—De moi...

Son instinct ne la trompe pas. Pour une telle nature, chargée de passions, de désirs, d'aveugle sensualité, il n'est pas de volupté innocente, pas de jeux sans conséquence: le moindre choc peut la livrer à des forces, dont elle ne serait plus maîtresse. Déjà, elle a reconnu l'ébranlement moral causé par ses brèves rencontres passées avec l'amour. Le danger serait bien autre, aujourd'hui! Elle n'y résisterait pas. Si elle se donnait au plaisir, elle serait emportée tout entière, il ne lui resterait plus la foi dont elle a besoin... Quelle foi? La foi en soi. Orgueil? Non. Foi en cet inexplicable, ce divin qui est en elle et qu'elle veut transmettre, non souillé, à son fils. Une femme comme elle n'a le choix, en dehors de la stricte discipline du mariage, qu'entre une contrainte morale absolue, et l'abandon consenti aux instincts passionnés. Tout ou rien... Rien!

Et cependant, par bouffées,—malgré ses élans de ferveur fière,—depuis quelques mois, la prend à la gorge cette angoisse:

—Je perds ma vie...

Marcel Franck reparut. Le hasard le mit sur le chemin d'Annette; il ne songeait plus à elle, mais il ne l'avait pas oubliée. Il avait fait pas mal d'expériences amoureuses. Sur son souple cœur elles n'avaient pas trop marqué: comme de fins coups d'ongle, autour des yeux malins quelques plis légers. Mais une certaine fatigue, un affectueux dédain pour ses faciles conquêtes et pour le conquérant. À peine eut-il revu Annette, il retrouva la sensation d'antan—fraîcheur et certitude—qui attirait curieusement ce sceptique et blasé. Il l'explorait des yeux: elle aussi, avait vu du pays! Il y avait au fond du regard des lueurs englouties, des sillages, des naufrages. Mais elle paraissait plus calme et plus assurée. Et le regret lui revint de cette saine compagne, qui, par deux fois déjà, lui avait échappé. Il n'était pas trop tard! Jamais ils n'avaient semblé plus près de s'entendre.

Il sut, sans l'interroger, se rendre compte discrètement de ses ressources et de ses occupations. Peu de temps après, il lui fit offrir un travail assez bien rétribué: il s'agissait d'un classement de fiches pour le catalogue d'une collection particulière d'ouvrages d'art, dont il était chargé. Un motif naturel pour passer avec elle quelques heures par semaine. Ils savaient à la fois travailler et causer. L'intimité de naguère fut vite rétablie.

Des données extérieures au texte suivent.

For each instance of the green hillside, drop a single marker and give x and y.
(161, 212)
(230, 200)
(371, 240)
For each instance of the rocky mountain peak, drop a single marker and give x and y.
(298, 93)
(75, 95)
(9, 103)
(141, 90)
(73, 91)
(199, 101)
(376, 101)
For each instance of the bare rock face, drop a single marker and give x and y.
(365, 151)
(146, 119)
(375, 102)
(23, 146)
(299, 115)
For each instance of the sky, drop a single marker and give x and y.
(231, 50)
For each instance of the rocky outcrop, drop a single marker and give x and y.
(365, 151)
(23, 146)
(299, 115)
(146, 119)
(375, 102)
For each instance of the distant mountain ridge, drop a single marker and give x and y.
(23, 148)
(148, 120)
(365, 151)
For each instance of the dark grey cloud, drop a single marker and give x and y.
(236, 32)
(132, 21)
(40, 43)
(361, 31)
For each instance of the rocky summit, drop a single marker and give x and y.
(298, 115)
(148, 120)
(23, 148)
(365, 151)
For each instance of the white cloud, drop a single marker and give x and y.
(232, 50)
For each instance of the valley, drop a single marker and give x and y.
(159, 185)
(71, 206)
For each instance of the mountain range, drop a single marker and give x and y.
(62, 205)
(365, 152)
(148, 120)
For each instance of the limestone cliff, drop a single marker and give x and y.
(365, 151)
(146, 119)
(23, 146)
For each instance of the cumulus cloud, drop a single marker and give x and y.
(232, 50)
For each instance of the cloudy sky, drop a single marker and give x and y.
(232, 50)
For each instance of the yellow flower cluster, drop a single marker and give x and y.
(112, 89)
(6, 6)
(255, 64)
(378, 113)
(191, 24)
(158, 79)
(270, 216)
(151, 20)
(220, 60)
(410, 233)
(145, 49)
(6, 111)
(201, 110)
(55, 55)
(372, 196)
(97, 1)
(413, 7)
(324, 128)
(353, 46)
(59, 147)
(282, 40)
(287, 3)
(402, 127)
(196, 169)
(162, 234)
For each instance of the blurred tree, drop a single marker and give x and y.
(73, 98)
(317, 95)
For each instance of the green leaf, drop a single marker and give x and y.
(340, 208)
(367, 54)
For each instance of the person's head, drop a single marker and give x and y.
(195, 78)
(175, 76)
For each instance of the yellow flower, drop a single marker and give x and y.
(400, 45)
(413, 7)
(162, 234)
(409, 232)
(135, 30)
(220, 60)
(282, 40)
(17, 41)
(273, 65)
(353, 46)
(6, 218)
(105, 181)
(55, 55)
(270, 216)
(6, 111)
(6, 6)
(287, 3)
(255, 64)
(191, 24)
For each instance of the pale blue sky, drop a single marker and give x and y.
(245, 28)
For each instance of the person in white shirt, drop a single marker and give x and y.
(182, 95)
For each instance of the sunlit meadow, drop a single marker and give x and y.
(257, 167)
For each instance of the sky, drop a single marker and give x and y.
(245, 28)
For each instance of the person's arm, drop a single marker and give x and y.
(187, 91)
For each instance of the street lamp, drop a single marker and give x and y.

Marcel ne questionnait jamais Annette sur sa vie; mais il se racontait:—c'était le meilleur moyen de connaître ce qu'elle pensait. Les plaisantes expériences de sa vie amoureuse offraient des sujets variés, où il se complaisait. Il aimait à prendre Annette pour confidente amusée, qui le grondait un peu; il était le premier à se moquer de lui, comme il se moquait de tout; et elle écoutait en riant ses libres confessions, étant libre d'esprit pour tout ce qui ne la touchait point. Il le comprenait autrement; et il avait plaisir à lui voir cette gaie intelligence, indulgente à la vie. Il ne trouvait plus trace de ce pédantisme moral, de cette intolérance de jeune fille, un peu bornée par vertu. Tandis qu'ils échangeaient leurs réflexions ironiques, il pensait que ce serait charmant de s'attacher cette spirituelle amie, de partager avec elle l'aventure de la vie... Comment? Comme elle voudrait! Maîtresse, épouse, à son gré! Il n'avait pas de préjugés. Pas plus qu'il n'avait attaché d'importance à la «maternité buissonnière» d'Annette, il ne se préoccupait des rencontres qu'elle avait pu faire, depuis. Il ne la tourmenterait pas de sa surveillance exigeante; il n'était pas curieux de sa vie secrète: à chacun ses secrets et sa part de liberté! Il ne lui demandait que, dans la vie commune, d'être riante et sensée, une bonne associée d'intérêts et de plaisir: (et dans le plaisir, il comprenait tout: l'intelligence, l'affection, et le reste).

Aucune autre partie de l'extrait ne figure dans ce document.